Still on the Zen Thing

September 7th, 2010 by Amy Gonsalves Leave a reply »

Since you were born, what has your body done for you? Since you were born, what have you done for your body?  –Zen proverb

Last week I wrote a bit about what my body has done for me.  Today I want to talk about what each of us has done for our bodies.

Granted, those of us living with diabetes are at what some may consider a disadvantage because our bodies don’t function as they were designed to function.  But I don’t consider that a stopping point—I consider that a STARTING point.

It would be easy to say I’m too tired from swings in my blood sugars, too scared of going low, too busy managing my disease to take care of my body.  But as one of my bootcampers said once: “it’s not about easy.”  (Nor did anyone ever claim it would or even could be.)

I’m in this for life.

I certainly haven’t always felt this way; I know I spent time being afraid of my life with diabetes.  Growing up and before I was diagnosed, I was not encouraged to go out and run around—a scuffed knee was a big deal in my house.  But now, I see that scuffed knees heal and I want to get out and encounter the world, interact with it and experience life.

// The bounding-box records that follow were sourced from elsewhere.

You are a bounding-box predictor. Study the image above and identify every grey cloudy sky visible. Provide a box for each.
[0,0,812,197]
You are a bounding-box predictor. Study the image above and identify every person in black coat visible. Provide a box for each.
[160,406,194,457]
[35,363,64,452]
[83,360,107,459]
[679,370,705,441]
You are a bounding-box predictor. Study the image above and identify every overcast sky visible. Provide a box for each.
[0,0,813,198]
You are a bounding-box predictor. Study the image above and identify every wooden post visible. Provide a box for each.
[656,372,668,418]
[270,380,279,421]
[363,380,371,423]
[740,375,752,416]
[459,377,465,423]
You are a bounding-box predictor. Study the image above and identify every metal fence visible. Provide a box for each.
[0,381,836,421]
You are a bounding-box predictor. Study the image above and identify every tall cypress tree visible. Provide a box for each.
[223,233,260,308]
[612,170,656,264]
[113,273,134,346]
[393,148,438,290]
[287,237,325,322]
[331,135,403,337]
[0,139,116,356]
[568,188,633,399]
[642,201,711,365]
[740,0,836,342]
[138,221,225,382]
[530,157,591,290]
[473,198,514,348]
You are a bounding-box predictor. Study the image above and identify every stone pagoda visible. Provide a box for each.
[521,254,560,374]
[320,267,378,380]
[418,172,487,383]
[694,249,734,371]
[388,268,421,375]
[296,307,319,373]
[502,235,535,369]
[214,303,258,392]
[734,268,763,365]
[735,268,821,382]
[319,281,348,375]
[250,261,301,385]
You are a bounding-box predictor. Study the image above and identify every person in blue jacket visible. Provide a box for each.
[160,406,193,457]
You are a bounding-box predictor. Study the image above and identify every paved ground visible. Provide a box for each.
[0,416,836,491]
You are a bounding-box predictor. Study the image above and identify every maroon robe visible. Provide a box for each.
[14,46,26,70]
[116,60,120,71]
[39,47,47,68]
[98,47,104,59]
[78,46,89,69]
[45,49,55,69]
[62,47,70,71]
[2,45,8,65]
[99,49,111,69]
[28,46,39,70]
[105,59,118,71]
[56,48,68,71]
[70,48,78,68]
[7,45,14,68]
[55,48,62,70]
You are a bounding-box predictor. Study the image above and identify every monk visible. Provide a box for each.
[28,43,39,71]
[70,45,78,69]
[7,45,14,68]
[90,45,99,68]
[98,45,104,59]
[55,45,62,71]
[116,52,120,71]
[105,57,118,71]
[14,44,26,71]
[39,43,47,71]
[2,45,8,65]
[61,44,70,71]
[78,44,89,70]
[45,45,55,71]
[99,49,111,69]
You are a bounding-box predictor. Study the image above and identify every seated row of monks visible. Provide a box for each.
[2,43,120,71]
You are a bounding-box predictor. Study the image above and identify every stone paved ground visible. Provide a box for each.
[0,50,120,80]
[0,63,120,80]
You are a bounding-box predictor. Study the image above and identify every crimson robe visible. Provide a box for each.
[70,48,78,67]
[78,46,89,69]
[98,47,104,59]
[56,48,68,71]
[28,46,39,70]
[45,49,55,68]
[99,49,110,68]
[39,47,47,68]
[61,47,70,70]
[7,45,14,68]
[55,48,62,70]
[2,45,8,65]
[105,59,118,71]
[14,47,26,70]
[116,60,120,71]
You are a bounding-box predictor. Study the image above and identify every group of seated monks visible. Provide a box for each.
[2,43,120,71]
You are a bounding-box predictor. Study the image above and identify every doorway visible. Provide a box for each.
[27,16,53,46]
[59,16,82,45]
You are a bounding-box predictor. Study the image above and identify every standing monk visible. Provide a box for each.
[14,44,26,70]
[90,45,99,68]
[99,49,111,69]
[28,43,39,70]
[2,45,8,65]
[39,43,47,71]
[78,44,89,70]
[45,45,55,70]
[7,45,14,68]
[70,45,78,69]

I need my body to help me do that.

So, I take care of my body now in ways I never had to as a kid and didn’t when I was a teen with type one diabetes.  I drink a lot of water to keep myself hydrated.  I try to minimize the chemicals I ingest.  I try to fill up on veggies and fruits before moving to quick carbs or fat-loaded proteins.  I try to fuel my body with quality sources of energy.

Above all, I try to exercise my body so that it knows I care about it. 

I lift weights to keep my bones strong and my muscles challenged.  I run to keep my heart healthy and my joints moving.  I stretch to reward my tired body with relaxation and increased blood flow with the nutrients my body needs.

And I don’t stop. 

Of course I take rest days when I or my body needs them.  But I don’t think exercise is only for a period of time or only until I reach a certain poundage or clothing size.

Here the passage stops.